La deuxième partie du livre est consacrée aux exemples d’entreprises qui, selon Christopher Lorenz, ont tiré un avantage compétitif important grâce à leur investissement dans le design (dont Sony). Souvent, trois facteurs apparaissent lorsqu’on regarde les raisons qui poussent une entreprise à investir dans une stratégie intégrant le design : l’échec de la stratégie “marketing” (nous avons vu que cette stratégie peut être mal menée), la nécessité de stimuler le développement de nouveaux produits et/ou l’arrivée d’une personnalité forte au sein de l’entreprise, souvent le directeur, qui accorde une place importante au design industriel dans l’innovation. Prenons l’exemple de Ford qui, dans le chapitre “Briser le carcan“, est prise en exemple.

L’exemple de Ford

Comme beaucoup de constructeur de Detroit, Ford a souffert de l’arrivée de modèles japonais, et le design y est peut-être pour quelque chose : formes aérodynamiques mais extravagantes, plaintes chromées… des “sculptures animées“. En commençant dans les années 70 en Europe, Ford redéfinit les priorités : qualité, aérodynamisme, confort et sécurité. La Ford Escort est lancée en Europe en 1980 et “connut un succès retentissant sur pratiquement tous les marchés européens“. Fort de ce succès, Uwe Bahnsen, alors directeur adjoint au design, a acquis une certaine crédibilité auprès des responsables de la planification et des ingénieurs.

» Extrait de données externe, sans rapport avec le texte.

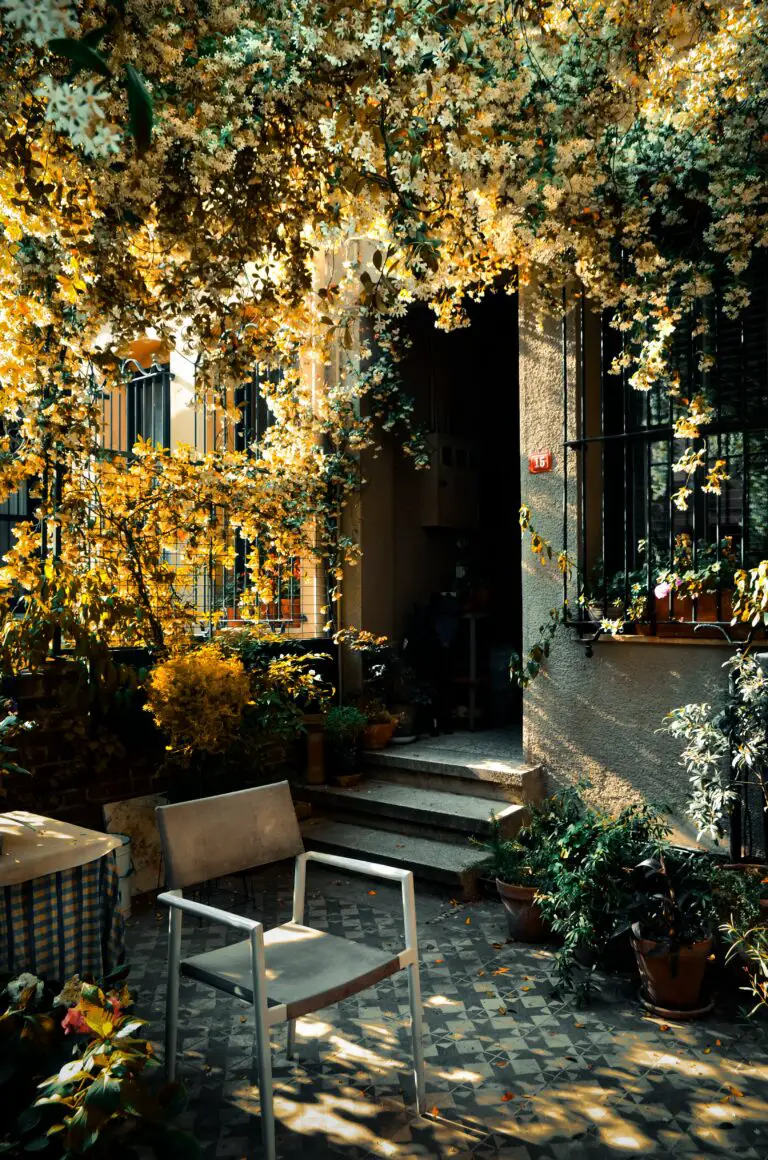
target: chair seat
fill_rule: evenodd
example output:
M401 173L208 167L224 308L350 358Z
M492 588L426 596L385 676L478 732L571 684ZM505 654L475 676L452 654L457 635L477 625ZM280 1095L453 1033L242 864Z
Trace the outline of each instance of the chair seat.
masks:
M267 995L297 1018L371 987L400 970L400 956L313 927L285 922L265 933ZM253 1002L251 943L233 943L182 959L181 973Z

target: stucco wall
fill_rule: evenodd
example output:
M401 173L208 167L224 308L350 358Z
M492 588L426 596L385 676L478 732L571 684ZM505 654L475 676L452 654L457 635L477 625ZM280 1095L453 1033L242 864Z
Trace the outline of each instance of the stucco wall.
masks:
M571 318L566 328L566 374L572 399L578 329L577 320ZM556 549L563 544L564 531L563 377L561 324L553 319L539 321L535 290L524 291L520 302L522 501L530 505L537 530ZM572 405L568 437L575 434L574 418ZM552 451L553 470L529 474L528 455L544 449ZM572 462L571 471L574 466ZM567 538L573 554L575 494L572 486ZM557 568L542 567L524 539L526 647L548 619L550 608L561 600L563 582ZM526 755L544 762L555 783L587 775L594 796L609 809L642 795L666 802L683 832L690 833L681 817L687 780L679 764L679 748L657 730L669 709L723 696L726 682L722 665L729 655L727 645L626 638L599 641L588 658L574 633L560 628L545 670L524 696Z

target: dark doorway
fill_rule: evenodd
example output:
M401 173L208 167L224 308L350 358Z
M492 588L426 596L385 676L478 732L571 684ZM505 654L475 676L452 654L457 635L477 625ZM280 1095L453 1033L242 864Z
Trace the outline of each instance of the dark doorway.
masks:
M397 469L396 617L436 687L441 731L519 725L509 657L521 646L517 299L488 295L445 333L405 319L404 380L429 433L432 467Z

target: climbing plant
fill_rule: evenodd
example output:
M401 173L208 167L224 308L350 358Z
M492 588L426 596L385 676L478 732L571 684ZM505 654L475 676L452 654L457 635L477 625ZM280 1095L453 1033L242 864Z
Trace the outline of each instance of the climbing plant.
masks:
M633 387L671 391L671 339L715 274L726 312L748 302L760 3L0 0L0 500L29 487L34 509L0 573L7 665L56 631L84 651L183 640L164 560L183 543L188 567L227 561L219 501L340 578L360 452L384 428L423 458L396 367L414 300L449 327L492 287L535 280L552 310L566 288L566 310L614 311ZM222 423L255 361L281 369L258 458L103 454L100 400L147 331L194 358ZM681 503L705 415L684 400ZM270 579L258 553L249 568L258 601Z

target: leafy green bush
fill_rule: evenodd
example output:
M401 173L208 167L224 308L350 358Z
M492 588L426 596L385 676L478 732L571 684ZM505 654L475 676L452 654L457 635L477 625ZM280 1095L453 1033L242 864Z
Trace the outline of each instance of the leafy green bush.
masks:
M539 896L542 914L560 935L556 965L559 986L589 992L589 974L577 969L597 964L611 940L625 927L622 920L631 897L631 873L647 853L668 834L660 810L631 804L617 815L586 805L571 791L570 813L548 843L549 886Z
M528 821L515 838L503 838L499 820L491 818L486 841L474 844L490 855L487 870L494 878L514 886L551 885L551 844L581 812L578 790L566 786L559 793L528 806Z
M354 745L362 737L368 718L354 705L334 705L325 716L325 732L332 745Z

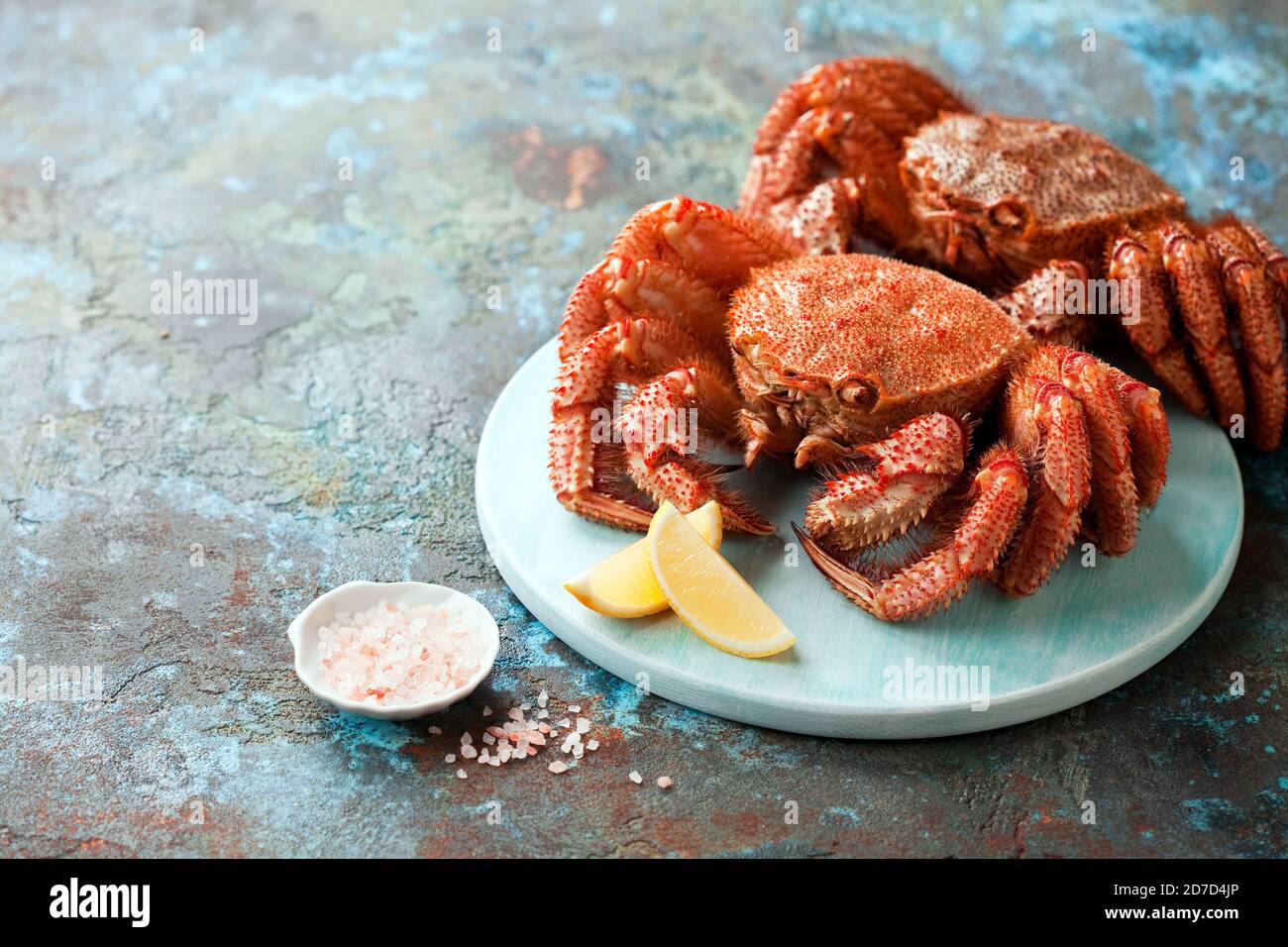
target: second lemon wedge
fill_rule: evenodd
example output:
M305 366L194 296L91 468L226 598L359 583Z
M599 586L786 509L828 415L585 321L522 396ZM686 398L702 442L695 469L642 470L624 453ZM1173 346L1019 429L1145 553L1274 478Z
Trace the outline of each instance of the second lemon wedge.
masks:
M741 657L768 657L796 643L782 618L671 504L653 517L648 545L662 594L708 644Z
M675 513L674 506L671 512ZM719 504L708 502L680 519L693 524L699 542L710 549L720 549L724 530ZM576 579L569 579L564 588L586 608L614 618L638 618L667 608L666 595L653 579L653 568L649 566L647 539L632 542Z

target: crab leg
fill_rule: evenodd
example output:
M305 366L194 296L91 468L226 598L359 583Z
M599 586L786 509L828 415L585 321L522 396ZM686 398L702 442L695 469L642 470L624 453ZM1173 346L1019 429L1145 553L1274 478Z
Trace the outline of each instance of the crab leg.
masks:
M613 318L650 314L683 322L711 345L724 344L721 291L752 267L793 255L773 229L688 197L636 211L605 259L581 278L559 326L559 358L571 357Z
M1247 402L1225 321L1221 274L1207 245L1182 224L1166 224L1159 236L1163 267L1172 276L1181 320L1212 392L1217 424L1229 428L1245 414Z
M1082 405L1091 447L1096 546L1106 555L1126 555L1136 545L1140 504L1131 464L1131 435L1118 403L1118 390L1105 366L1086 352L1056 348L1050 354L1059 361L1065 388Z
M1083 410L1059 381L1051 349L1024 366L1006 389L1002 430L1032 459L1036 477L1028 517L993 584L1020 598L1037 591L1064 562L1091 497L1091 450Z
M828 481L805 510L805 528L836 549L863 549L902 535L961 474L966 432L948 415L923 415L858 448L875 461Z
M612 430L609 401L617 378L657 371L667 362L701 350L675 323L622 320L586 339L559 367L550 425L550 483L559 502L573 513L627 530L648 528L652 513L595 488L595 460Z
M988 575L1024 515L1028 477L1015 452L984 454L970 488L971 505L953 535L927 555L877 582L838 562L795 523L805 554L851 602L885 621L920 618L960 598Z
M1283 437L1288 388L1279 304L1261 254L1235 223L1218 225L1208 245L1221 259L1225 294L1239 318L1239 343L1252 401L1252 441L1273 451Z
M1167 389L1193 415L1208 412L1207 396L1172 332L1167 271L1162 259L1133 237L1119 237L1109 253L1109 278L1133 280L1140 287L1136 318L1124 321L1127 338Z
M1172 433L1163 412L1162 396L1157 388L1137 381L1112 365L1105 366L1105 372L1118 390L1118 406L1131 434L1131 469L1140 492L1140 505L1153 506L1167 483L1167 455L1172 450Z
M707 417L726 437L738 401L733 379L711 363L675 368L640 388L622 412L626 470L654 500L670 500L681 513L715 500L741 532L770 533L773 523L737 493L725 490L697 452L697 419Z

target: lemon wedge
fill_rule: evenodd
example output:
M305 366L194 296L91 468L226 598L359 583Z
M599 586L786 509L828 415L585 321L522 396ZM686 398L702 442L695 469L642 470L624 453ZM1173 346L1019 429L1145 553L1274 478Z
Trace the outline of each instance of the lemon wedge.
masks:
M796 643L782 618L671 504L653 517L648 546L662 594L702 640L739 657L769 657Z
M671 512L675 513L674 506ZM719 504L711 501L680 519L692 523L707 546L720 549L724 528ZM649 566L648 539L613 553L598 566L591 566L576 579L569 579L564 582L564 588L586 608L614 618L638 618L667 608L666 595L653 579L653 567Z

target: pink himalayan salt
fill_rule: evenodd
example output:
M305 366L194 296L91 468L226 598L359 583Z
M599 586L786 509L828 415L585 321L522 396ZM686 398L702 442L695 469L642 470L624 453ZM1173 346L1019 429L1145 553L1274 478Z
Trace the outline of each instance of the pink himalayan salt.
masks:
M487 640L459 615L434 606L379 602L339 612L318 630L327 684L365 703L416 703L451 693L478 673Z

Pub - Ford Sierra - 1987 (Large)

La Ford Sierra, bien accueillie en Allemagne, déçut en Grande-Bretagne (© http://fabvt.blogspot.com)

Pour diverses raisons, Ford n’a pas utilisé la Sierra mais l’Escort pour servir de modèle dans le développement de deux modèles à destination du marché américain : Tempo et Topaz. Suivies par la Ford Taunus ou la Sable, ces modèles ont contribué à la révolution-design chez Ford. Le magazine Fortune écrivait en décembre 1985 que “la renaissance de Ford US est due en premier lieu à la toute nouvelle sobriété de son design“. En interne, cette renaissance était appliquée par l’élévation du design au même rang que d’autres fonctions comme l’ingénierie. Ce qui était auparavant vu comme du “styling” était alors apprécié à sa juste valeur : esthétique fonctionnelle, études de faisabilité, évaluation des projets etc.

Cet ouvrage de référence, publié en 1986 pose les bases du design management, c’est à dire l’intégration du design dans la démarche d’innovation et de développement au même niveau que la R&D et le marketing, et non pas à la fin du processus, limitant son rôle au simple “habillage”. Il conviendra maintenant de se pencher sur de la lecture plus récente puisque les entreprises “exemplaires” dans les années 80 ne sont plus les leaders d’aujourd’hui (Sony, Ford, Olivetti).